Military Administrator of Bauchi State
- In office 22 August 1996 – August 1998
- Preceded by: Rasheed Raji
- Succeeded by: Abdul Mshelia

Military Administrator of Osun State
- In office August 1998 – 29 May 1999
- Preceded by: Anthony Obi
- Succeeded by: Adebisi Akande

Personal details
- Born: 1951 (age 74–75) Omu-Aran, Irepodun LGA, Kwara State, Nigeria

= Theophilus Bamigboye =

Nigerian military officer (born 1951)

Theophilus O Bamigboye (born 1951) is a retired Nigerian Colonel who served as Military Administrator of Bauchi State and then Osun State before the return to democracy in May 1999. He later joined politics, competing for governorship of Kwara State in 2007.

==Background and military career==

Theophilus O Bamigboye was born in 1951 in Omu-Aran in Irepodun Local Government in Kwara State.
His brother is Brigadier General David Bamigboye, Military Governor of Kwara State from May 1967 until July 1975.
He married the socialite Enitan Allen, who was conspicuous during his tenure as governor of Bauchi and Osun states. They got divorced later.

Theophilus O Bamigboye served as Military Administrator of Bauchi State (August 1996 - August 1998) during the military regime of General Sani Abacha.
He invested in education, constructing primary and secondary schools buildings and providing equipment and improved incentives for teachers.

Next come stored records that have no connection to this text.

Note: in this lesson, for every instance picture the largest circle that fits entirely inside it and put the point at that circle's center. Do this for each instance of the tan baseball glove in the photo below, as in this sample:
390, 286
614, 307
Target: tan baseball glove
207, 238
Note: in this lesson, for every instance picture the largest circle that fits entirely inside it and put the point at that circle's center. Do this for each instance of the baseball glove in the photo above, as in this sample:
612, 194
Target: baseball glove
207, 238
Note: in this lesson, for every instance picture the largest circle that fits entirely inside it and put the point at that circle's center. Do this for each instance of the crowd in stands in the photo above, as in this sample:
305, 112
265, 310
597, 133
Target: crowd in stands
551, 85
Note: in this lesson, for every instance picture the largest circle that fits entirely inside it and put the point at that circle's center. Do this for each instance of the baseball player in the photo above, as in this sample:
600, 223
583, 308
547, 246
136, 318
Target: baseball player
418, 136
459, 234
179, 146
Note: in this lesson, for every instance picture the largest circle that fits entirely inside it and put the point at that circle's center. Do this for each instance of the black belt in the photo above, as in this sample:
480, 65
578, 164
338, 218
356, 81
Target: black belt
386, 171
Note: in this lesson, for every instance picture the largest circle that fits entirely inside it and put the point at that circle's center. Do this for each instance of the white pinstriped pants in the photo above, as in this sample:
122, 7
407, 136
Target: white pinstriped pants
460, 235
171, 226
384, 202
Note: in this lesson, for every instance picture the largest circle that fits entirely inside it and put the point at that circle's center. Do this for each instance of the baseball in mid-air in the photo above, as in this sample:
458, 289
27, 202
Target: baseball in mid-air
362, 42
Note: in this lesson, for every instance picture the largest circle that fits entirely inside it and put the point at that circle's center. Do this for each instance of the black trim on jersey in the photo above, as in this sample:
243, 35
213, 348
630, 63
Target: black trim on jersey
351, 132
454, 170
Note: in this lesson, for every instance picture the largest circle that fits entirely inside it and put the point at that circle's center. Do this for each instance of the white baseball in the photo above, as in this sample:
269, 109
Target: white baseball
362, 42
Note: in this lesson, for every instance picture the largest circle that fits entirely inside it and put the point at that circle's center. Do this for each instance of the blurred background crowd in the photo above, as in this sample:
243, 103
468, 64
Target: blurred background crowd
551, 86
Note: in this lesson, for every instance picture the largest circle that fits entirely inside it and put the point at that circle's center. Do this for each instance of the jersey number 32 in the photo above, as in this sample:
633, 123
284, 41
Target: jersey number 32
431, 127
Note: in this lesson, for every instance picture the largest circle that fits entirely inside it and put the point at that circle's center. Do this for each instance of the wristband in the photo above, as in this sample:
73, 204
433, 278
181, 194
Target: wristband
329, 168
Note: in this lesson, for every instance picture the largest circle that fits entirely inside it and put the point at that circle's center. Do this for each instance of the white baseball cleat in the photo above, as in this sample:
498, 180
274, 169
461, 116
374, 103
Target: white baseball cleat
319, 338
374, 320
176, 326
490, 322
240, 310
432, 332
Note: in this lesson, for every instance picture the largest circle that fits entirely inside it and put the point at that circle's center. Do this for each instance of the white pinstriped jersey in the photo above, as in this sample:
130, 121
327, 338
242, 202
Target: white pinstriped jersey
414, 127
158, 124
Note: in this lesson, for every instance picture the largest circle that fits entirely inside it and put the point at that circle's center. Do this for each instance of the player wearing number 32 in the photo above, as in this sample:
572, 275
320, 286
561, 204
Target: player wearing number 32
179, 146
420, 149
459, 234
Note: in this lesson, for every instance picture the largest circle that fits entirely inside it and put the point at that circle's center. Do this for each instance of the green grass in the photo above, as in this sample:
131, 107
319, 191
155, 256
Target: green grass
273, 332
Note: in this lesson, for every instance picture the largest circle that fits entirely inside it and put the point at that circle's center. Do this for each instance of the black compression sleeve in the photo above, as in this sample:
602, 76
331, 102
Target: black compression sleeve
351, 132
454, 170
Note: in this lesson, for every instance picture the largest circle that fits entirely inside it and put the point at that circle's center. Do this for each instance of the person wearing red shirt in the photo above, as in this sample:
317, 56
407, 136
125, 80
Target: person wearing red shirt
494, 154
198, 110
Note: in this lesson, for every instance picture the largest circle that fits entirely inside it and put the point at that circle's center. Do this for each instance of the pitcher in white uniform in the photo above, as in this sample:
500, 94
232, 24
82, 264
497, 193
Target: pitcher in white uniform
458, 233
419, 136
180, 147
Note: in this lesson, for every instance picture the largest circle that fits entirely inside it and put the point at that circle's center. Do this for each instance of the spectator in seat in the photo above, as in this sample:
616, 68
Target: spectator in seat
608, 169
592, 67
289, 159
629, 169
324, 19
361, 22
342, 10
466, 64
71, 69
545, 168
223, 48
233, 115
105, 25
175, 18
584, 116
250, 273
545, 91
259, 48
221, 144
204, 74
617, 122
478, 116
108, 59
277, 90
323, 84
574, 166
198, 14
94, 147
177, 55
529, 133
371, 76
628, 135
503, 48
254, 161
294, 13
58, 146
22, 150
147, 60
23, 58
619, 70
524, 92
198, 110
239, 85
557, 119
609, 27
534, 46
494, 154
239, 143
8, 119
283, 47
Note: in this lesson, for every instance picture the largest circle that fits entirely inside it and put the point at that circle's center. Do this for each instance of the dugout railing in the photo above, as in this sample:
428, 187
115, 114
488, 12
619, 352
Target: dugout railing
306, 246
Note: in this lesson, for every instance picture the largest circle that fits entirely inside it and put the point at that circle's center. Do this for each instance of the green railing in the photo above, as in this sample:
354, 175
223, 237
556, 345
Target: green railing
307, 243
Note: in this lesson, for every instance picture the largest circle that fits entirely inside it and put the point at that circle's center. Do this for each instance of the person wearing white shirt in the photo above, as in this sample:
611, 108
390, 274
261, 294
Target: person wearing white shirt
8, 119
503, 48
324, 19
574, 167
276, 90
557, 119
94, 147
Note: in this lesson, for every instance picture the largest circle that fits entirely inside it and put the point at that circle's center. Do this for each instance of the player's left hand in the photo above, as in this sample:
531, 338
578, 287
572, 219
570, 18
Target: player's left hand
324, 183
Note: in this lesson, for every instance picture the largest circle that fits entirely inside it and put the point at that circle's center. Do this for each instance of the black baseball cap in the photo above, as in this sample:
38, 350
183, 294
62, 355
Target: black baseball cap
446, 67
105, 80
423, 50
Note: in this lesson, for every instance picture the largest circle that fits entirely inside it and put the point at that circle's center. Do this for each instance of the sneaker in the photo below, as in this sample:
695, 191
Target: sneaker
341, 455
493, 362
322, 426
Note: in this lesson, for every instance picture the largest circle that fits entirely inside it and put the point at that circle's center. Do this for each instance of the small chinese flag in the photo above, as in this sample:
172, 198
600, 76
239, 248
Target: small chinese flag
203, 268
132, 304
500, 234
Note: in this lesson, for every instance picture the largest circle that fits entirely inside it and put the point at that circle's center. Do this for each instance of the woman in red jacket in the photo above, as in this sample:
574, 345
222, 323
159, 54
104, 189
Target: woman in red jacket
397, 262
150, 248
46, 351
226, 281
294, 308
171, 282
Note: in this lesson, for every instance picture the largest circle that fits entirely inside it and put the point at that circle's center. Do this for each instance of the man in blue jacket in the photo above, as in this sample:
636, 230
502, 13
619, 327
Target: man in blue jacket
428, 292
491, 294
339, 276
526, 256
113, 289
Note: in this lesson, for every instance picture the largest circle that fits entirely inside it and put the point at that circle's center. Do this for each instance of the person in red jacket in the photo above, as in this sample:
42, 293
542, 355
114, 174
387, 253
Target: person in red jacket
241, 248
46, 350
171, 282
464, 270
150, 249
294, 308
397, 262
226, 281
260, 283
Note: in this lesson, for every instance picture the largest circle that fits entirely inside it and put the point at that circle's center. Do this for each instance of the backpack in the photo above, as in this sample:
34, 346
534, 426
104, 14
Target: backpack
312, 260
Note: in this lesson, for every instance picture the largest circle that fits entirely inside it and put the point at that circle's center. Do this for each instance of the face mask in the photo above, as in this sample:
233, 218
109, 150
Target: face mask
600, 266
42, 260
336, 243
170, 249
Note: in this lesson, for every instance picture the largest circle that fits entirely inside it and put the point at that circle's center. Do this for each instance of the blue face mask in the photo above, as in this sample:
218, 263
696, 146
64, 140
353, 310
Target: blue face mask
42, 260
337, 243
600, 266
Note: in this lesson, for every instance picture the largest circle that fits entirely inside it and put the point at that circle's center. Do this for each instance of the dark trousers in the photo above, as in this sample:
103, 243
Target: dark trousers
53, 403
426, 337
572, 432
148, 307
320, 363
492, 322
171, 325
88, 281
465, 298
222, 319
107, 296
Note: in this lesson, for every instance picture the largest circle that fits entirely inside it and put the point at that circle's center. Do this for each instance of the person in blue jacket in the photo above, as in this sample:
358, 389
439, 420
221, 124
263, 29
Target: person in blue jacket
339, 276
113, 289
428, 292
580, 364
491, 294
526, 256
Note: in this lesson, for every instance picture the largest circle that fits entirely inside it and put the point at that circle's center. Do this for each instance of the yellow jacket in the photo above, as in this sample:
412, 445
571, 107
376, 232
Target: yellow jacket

He provided a new permanent site for Bauchi Radio Corporation (BRC).
During his tenure Gombe State was created out of Bauchi.

He was appointed Military Administrator of Osun State in August 1998, handing over power to the civilian governor Adebisi Akande in May 1999.

==Later political career==

Theophilus Bamigboye joined politics as a member of the People's Democratic Party (PDP), later joining the Democratic People's Party (DPP), and later still the Accord Party.
In April 2007 he unsuccessfully competed on the Accord Party platform for governorship of Kwara State.
At one point in the campaign, gun wielding youths started shooting when Bamigboye was speaking at a rally of his supporters, but he escaped unharmed.
Bamigboye appealed the electoral result where Dr Bukola Saraki had won the race for governor, claiming there had been widespread malpractices, corruption, violence, intimidation and exclusion of the photograph and logo of the Accord Party from the ballot papers, but in July 2008 an electoral appeal court upheld Saraki victory.

In September 2009 Theophilus Bamigboye returned to the PDP and was reconciled with Olusola Saraki, father of the incumbent governor. He said that his decision to leave the PDP had been a mistake, and it was time to retrace his steps. He also said he would be willing to serve as governor of Kwara State if needed.